Sempre
que estreia um novo espetáculo de Harold Pinter no Rio é imediata a associação
ao grande Ary Coslov. Acompanho sua paixão por este autor. Ary é o porta-voz de
Pinter no Brasil. Estudioso e curioso, resolveu levar ao palco do Teatro Solar
de Botafogo, um espaço que tive o prazer de produzir uma temporada da peça
infantil “O Casamento de Dona Baratinha”, duas montagens deste autor. A
primeira, “Traição”, rendeu o Prêmio Shell de melhor direção para Ary. E para o
Solar de Botafogo, rendeu seu maior sucesso. E agora, “Pinteresco”, com 12
esquetes do início da carreira de Pinter, é o espetáculo da vez.
Encarei
os textos como uma forma de exercício para os atores. Falar sobre o cotidiano,
como tentamos nos comunicar - e às vezes não conseguimos êxito, pois cada um
está olhando para seu próprio umbigo ao invés de se doar ao outro -; como
gastamos saliva para dizer um simples “sim” ou “não”; como temos que falar além
da conta para que nossa opinião seja ouvida.
Na
montagem atual fica clara a ironia política quando, em um dos quadros, o novo
ministro da cultura é um ex-secretario de segurança; a critica social sobre “tomar
conta da vida dos outros” presente na conversa entre duas senhorinhas sentadas
à mesa numa tarde qualquer. Está também presente a atriz que tenta de todas as
formas agradar ao seu publico contando casos de sua mãe; um hilário ataque de
moralidade de uma mulher que se insinua para um homem num ponto de ônibus e,
quando ele se mostra indiferente, ela o ataca aos gritos acusando-o de assédio.

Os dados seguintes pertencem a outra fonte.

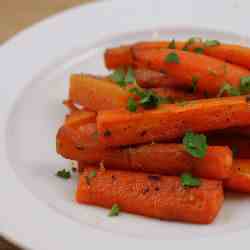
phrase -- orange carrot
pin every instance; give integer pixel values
(171, 121)
(80, 117)
(81, 144)
(240, 180)
(153, 79)
(235, 54)
(161, 197)
(96, 94)
(239, 144)
(211, 73)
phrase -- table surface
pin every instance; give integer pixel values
(16, 15)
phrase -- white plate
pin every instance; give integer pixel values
(38, 209)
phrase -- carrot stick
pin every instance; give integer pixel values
(81, 144)
(232, 53)
(96, 94)
(239, 144)
(153, 79)
(161, 197)
(240, 180)
(171, 121)
(204, 68)
(79, 117)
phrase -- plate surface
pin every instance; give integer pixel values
(38, 209)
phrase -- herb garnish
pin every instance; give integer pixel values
(90, 176)
(172, 45)
(172, 58)
(187, 180)
(195, 144)
(211, 43)
(115, 210)
(229, 89)
(122, 78)
(65, 174)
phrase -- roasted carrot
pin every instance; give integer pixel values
(153, 79)
(235, 54)
(81, 144)
(240, 179)
(212, 74)
(172, 120)
(239, 144)
(96, 94)
(161, 197)
(80, 117)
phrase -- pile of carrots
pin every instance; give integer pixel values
(165, 133)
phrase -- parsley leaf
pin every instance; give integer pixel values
(132, 105)
(211, 43)
(130, 76)
(199, 50)
(90, 176)
(229, 89)
(118, 76)
(172, 45)
(195, 144)
(115, 210)
(65, 174)
(245, 85)
(187, 180)
(172, 58)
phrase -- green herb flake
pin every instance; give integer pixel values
(130, 76)
(172, 58)
(132, 105)
(172, 45)
(235, 150)
(198, 50)
(187, 180)
(211, 43)
(115, 210)
(229, 89)
(118, 76)
(90, 176)
(195, 144)
(245, 85)
(65, 174)
(107, 133)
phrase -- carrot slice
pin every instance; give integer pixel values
(212, 73)
(172, 120)
(240, 180)
(232, 53)
(161, 197)
(81, 144)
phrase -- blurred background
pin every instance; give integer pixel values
(16, 15)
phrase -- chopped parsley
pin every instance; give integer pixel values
(198, 50)
(229, 89)
(107, 133)
(132, 105)
(90, 176)
(245, 85)
(187, 180)
(65, 174)
(172, 58)
(122, 78)
(172, 45)
(195, 144)
(115, 210)
(211, 43)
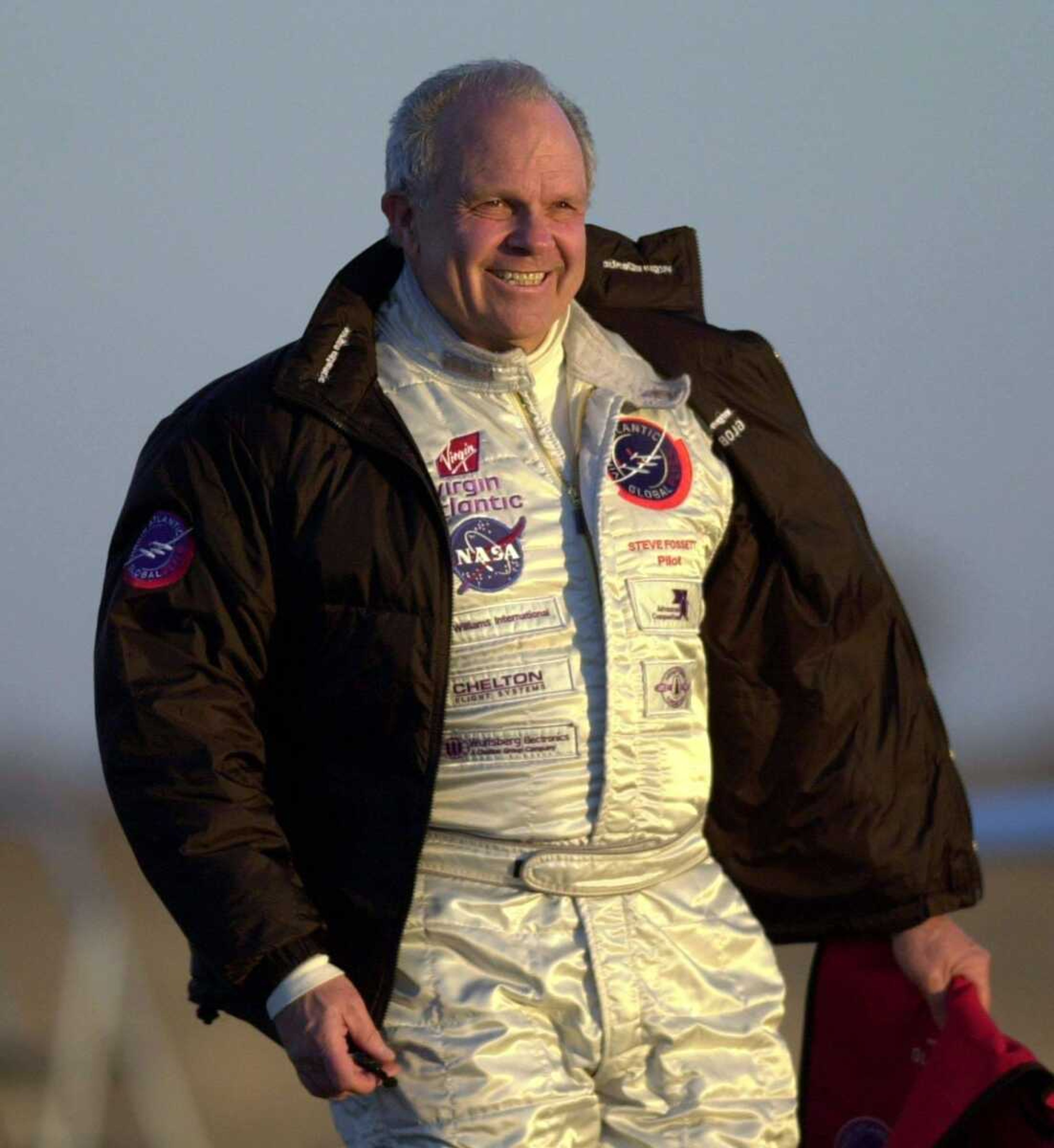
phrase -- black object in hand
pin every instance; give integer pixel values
(371, 1065)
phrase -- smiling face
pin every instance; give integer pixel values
(500, 245)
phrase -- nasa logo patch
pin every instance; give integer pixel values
(863, 1132)
(487, 554)
(162, 554)
(649, 467)
(460, 456)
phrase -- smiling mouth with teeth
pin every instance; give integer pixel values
(522, 278)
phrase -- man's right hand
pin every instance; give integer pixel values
(322, 1029)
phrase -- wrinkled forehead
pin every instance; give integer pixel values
(483, 138)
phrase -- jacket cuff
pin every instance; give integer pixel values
(276, 965)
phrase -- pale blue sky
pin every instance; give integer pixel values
(872, 188)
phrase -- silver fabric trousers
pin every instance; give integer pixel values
(638, 1013)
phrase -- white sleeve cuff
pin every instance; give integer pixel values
(308, 975)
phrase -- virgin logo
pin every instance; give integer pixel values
(460, 456)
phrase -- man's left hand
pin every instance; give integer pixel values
(933, 953)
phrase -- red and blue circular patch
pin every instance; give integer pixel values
(162, 554)
(649, 467)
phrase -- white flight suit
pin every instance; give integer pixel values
(576, 969)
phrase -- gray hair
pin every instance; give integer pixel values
(411, 157)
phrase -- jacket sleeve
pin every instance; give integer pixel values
(837, 806)
(182, 678)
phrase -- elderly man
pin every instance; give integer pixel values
(403, 702)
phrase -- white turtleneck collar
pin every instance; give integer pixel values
(410, 323)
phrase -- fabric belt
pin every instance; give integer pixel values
(578, 872)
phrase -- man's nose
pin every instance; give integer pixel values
(532, 232)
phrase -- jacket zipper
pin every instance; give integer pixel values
(569, 488)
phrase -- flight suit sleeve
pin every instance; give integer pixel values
(182, 681)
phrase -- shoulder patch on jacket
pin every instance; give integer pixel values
(162, 553)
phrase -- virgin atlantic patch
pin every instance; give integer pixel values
(162, 554)
(649, 467)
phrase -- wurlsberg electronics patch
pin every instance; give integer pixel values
(487, 554)
(668, 688)
(663, 604)
(649, 467)
(503, 619)
(460, 456)
(502, 686)
(559, 742)
(162, 554)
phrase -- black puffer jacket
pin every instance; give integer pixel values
(269, 722)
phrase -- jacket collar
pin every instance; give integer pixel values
(333, 364)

Gosto também do chefe opressor que pergunta ao funcionário como vão as vendas
de um determinado produto - cujo nonsense
dos nomes dos produtos é a grande sacada do esquete. E uma brilhante cena onde os sequestradores
torturam um homem, porém a maior tortura é a da comunicabilidade.Tudo com humor
e inteligência.
A
tradução de Jacqueline Laurence e Isio Gelman é bem adaptada para o português brasileiro
com nossas nuances verbais. O cenário de Marcos Flaksman, elegante como sempre,
nos mostra um camarim ao fundo do palco separado pela área de atuação por uma
tela translucida. Em cena apenas o necessário: mesa e duas cadeiras. Ary ainda
brinca com o a montagem das cenas feitas pelos próprios atores. O figurino de
Kika Lopes são muito elegantes e bonitos. Aurélio de Simone cria uma luz tão bela
que entre as pausas do texto, e principalmente no fim das cenas, temos uma
fotografia linda no palco, uma pintura. Tudo isso, como um delicioso glacê de
bolo, temos a trilha sonora assinada por Ary Coslov.
Claro
que a direção não poderia ser mais elegante, criativa e correta. Ary sabe,
desde que começa a ler o texto, o que fazer com cada personagem. Ele, como
co-autor de Pinter, dá vida aos personagens através dos gestuais dos atores,
olhares de soslaio, afastar de corpos, virar de cabeças. É tudo Ary quem
comanda. A transição das cenas, o explorar de cada palavra, a utilização de
todo o palco a favor do texto, sem pressa, com segurança e elegância. Alias,
Ary é sinônimo de elegância, generosidade e inteligência. Mais um trabalho que
certamente será indicado a um prêmio teatral.
Mas
nada disso seria possível se não fosse a entrega completa do elenco. Alice
Borges, Marina Vianna, Leonardo Franco e Sávio Moll estão excelentes. Embarcam
em Pinter, acreditam no diretor, seguem à risca as marcas e o resultado não
poderia ser diferente. Alice Borges tem o poder de usar a comédia a seu favor.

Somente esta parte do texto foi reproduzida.